How many parts will be needed ?

Since this is an 8-bit ALU, we need 8 gates of each type. There are 4 gates in a chip, so calculating the three logic functions cost 6 chips. We need eight 1-bit multiplexers, there are two in a chip, so that cost 4 chips, and there are the two adder chips, for a total of 12 for the circuit above.

But there are more chips needed. For subtract, the B input must be complemented, that can be done with two 74HC86 XOR gate chips. And for INC or DEC we must be able to put a value of 0 or 0xFF on the A input. This can be done with two multiplexers 74HC157, that can connect the A-input either to the input bus or to the fixed value 0 or 0xFF. That is 4 chips for these special functions, bringing the total to 16 chips for the ALU.

Calculating Logic functions with less chips

In the previous section we used a multiplexer. It has two inputs X and Y that select one of the inputs A, B, C or D and put the selected signal on its output Q:

The truth table of this device is:

X   Y   Q
----------
0   0   A
0   1   B
1   0   C
1   1   D

If we now regard X and Y as inputs and A, B, C and D as constants, we actually have a programmable logic gate, where the value on the four ABCD inputs determines which 1-bit function it performs on the values X and Y:

DCBA
0000  Always 0
1000  AND
1110  OR
0110  XOR
1100  pass value X
1010  pass value Y
0011  pass value X complemented
0101  pass value Y complemented
1111  Always 0xFF

This is also explained in this page of Dieter Mueller.
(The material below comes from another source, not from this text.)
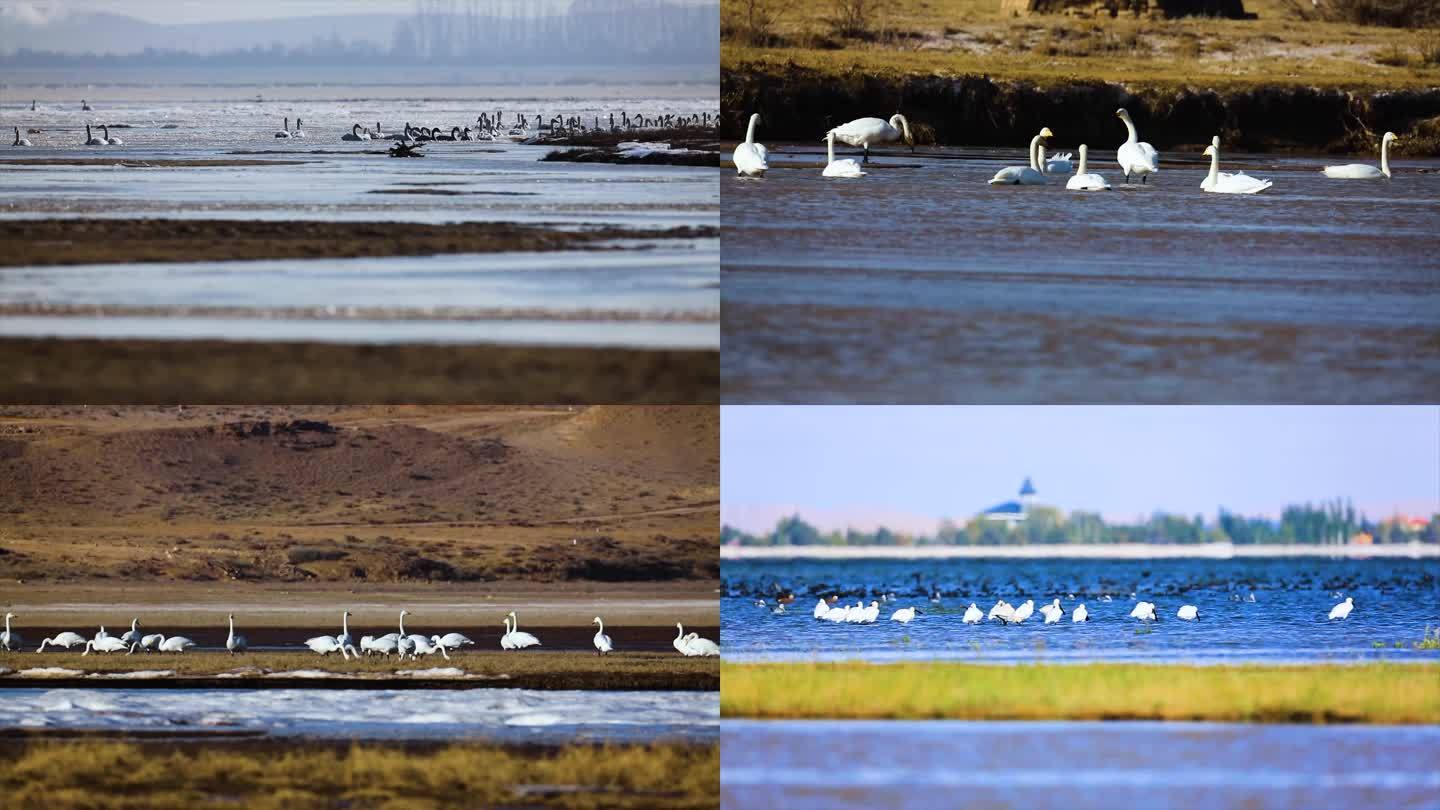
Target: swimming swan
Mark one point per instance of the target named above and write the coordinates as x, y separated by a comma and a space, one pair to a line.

So this simple device can do all required logic functions and provides a simple way to select which function it should perform. The same trick was used in the 8086 processor, described in this article by Ken Shirriff about the ALU of the 8086.

There are two of these devices in a 74HC153 or 74AC153 chip. So for 8 bits we need 4 chips ? That would be very nice, but unfortunately, it is not true. Both two internal multiplexers of this chip have the X wires and Y wires connected to each other, as common inputs. So we need 8 of those chips. But what to do with the now unused second device in each chip ? Well, we can build TWO logic units, that share the same inputs X and Y, and that each have their own Q outputs. We then connect both Q outputs to the input of the adder:

The two logic units are called Upper and Lower. The Upper and Lower logic unit each have their own ABCD control value. Now it is easy to have the extra functions that we need, a complement-circuit for subtraction (in lower logic unit), and a fixed value 0 or 0xFF (in upper logic unit).
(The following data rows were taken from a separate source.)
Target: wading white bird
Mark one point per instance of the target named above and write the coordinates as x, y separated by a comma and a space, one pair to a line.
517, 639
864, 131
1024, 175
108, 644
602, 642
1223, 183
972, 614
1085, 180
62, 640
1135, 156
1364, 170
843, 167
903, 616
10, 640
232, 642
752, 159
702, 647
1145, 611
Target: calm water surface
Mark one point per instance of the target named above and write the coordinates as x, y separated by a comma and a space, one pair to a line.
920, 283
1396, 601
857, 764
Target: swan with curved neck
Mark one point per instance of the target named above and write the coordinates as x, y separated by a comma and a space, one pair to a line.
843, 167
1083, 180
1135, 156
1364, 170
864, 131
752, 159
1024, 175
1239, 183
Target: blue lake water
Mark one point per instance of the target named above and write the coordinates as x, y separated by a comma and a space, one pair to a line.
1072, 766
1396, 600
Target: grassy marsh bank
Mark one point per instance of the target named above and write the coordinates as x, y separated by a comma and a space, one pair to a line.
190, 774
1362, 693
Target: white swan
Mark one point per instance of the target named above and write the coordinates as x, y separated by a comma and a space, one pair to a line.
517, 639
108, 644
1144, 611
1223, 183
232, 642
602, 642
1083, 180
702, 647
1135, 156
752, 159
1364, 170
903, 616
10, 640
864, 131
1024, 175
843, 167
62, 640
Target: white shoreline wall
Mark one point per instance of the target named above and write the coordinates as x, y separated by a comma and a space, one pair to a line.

The only function that is missing is the shift-right (For ROR and LSR on the 6502), so a SHR circuit that shifts the bits to the right can be used instead of the upper logic unit. For shifting right, the output of the lower logic unit must be zero. [edit 231025 : I later decided that there will not be a SHR unit, to save parts. SHR will be done in microcode, with a table in memory]
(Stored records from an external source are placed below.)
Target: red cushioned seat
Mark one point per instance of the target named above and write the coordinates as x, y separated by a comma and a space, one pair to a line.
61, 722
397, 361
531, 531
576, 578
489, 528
The adder will add the results of both logic units. This gives the following functions:

Upper      Lower
Logic      Logic
DCBA       DCBA
--------   --------
1100 (X)   1010 (Y)     ADD Y to X  
1100 (X)   0101 (not Y) SUB Y from X (need Cin = 1)

0000 (0)   1010 (Y)     PASS Y (with CY: INC Y)
0000 (0)   0101 (not Y) CPL Y (bitwise complement Y)
1111 (FF)  1010 (Y)     DEC Y 

1000       0000         AND
1110       0000         OR
0110       0000         XOR

Note that for all functions, we can swap the ABCD values of both logic units without changing the final result.

The function of the ALU is now controlled by the two 4-bit ABCD values. These two 4-bit values will be provided by the control section of the CPU.

In the control section of the CPU, there will be another multiplexer circuit that uses two control bits to select one of the following four sources for the carry-input of the adder:

• 0 
• 1  (Needed for SUB and INC)
• C (Carry flag, needed for ADC and SBC)
• TC (Internal Temporary carry flag, used for address calculations)

This ALU is only 11 TTL chips (10 without the SHR unit), instead of the 16 for the simple design in the previous section. 

We are in good company, the same ALU principle is used in the C74 6502 TTL design and in the Gigatron.